What is Gambling and How Can it Affect You?


Gambling is the wagering of something of value on a random event with the intent of winning something else of value. The prize may be money, goods, or services. The game of gambling is also a major industry, with the global legal market worth an estimated $335 billion in 2009. Gambling is often conducted for fun or for social interaction, but it can become an addiction that leads to serious problems.

The most common form of gambling is placing a bet or stake on the outcome of an event, such as a sports game, a lottery drawing, or a casino game. Other forms of gambling include card games, such as poker, blackjack, or spades, and collectibles such as Magic: The Gathering cards or Pogs, where players place bets using small discs or trading cards. In some cases, individuals can even wager objects that have a nominal value but do not represent real currency, such as marbles or tokens from a board game like Monopoly.

People who are addicted to gambling have a compulsive behavior characterized by an urge to gamble, as well as negative consequences that interfere with their daily life. These consequences can be significant and can include financial loss, debt, and strained or broken relationships. People who have a gambling disorder are also likely to have other mood disorders, such as depression or anxiety, which can trigger and make worse the impulse to gamble.

If you suspect that someone you know has a problem with gambling, it is important to speak up and encourage them to seek help. The sooner a person with gambling addiction gets treatment, the more likely they are to recover and regain control of their lives. It is also important to be supportive without being judgmental, and to encourage the person to reach out to support groups, like Gamblers Anonymous.

A person who has a gambling problem may show many symptoms, including:

Feeling the need to gamble more and more frequently to experience the same level of pleasure or excitement (tolerance). Needing to bet larger amounts of money or materials to win (addiction). Increasingly losing control over one’s spending, borrowing, or saving decisions. Spending more time gambling than on family, work, or other activities.

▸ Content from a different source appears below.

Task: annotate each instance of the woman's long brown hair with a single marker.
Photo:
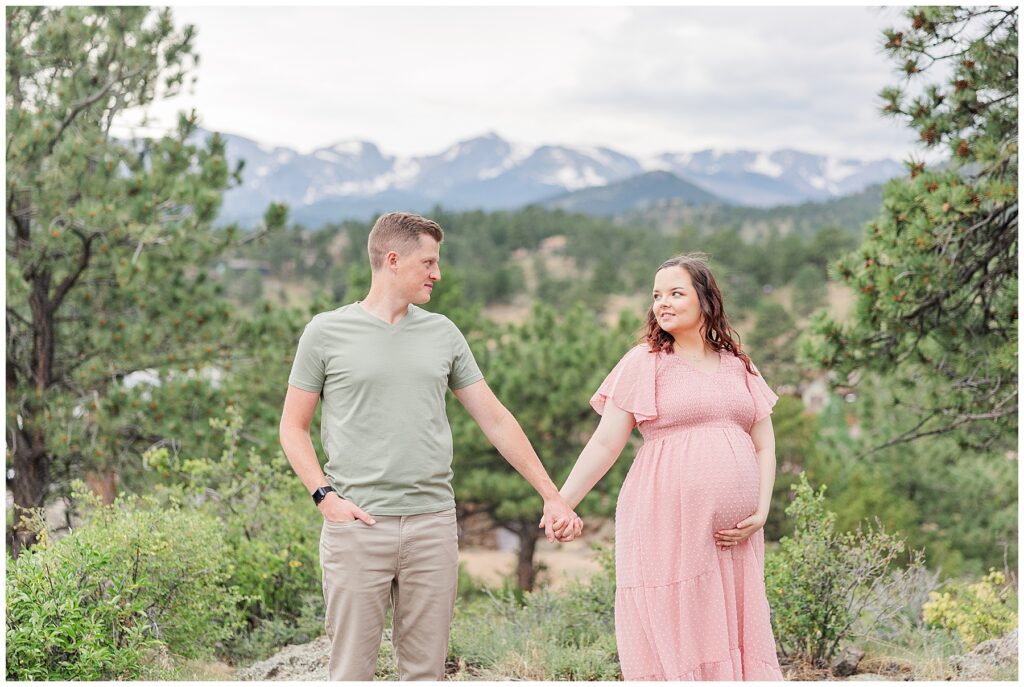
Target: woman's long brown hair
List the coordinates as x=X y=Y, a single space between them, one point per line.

Trying to win back losses by gambling more and more money or valuables (chasing).

The U.S. Food and Drug Administration hasn’t approved any medications to treat gambling disorder, but several types of psychotherapy can be effective. These techniques, called cognitive-behavioral therapy or CBT for gambling addiction, focus on changing unhealthy emotions and behaviors. A therapist can teach you how to recognize and fight gambling urges, as well as address any other mental health conditions that may be contributing to your problem. To get started, take the BetterHelp assessment and get matched with a licensed therapist in as little as 48 hours. You can also call a hotline or find an online support group for gambling disorder. It is possible to overcome a gambling addiction, but it takes tremendous strength and courage to admit you have a problem.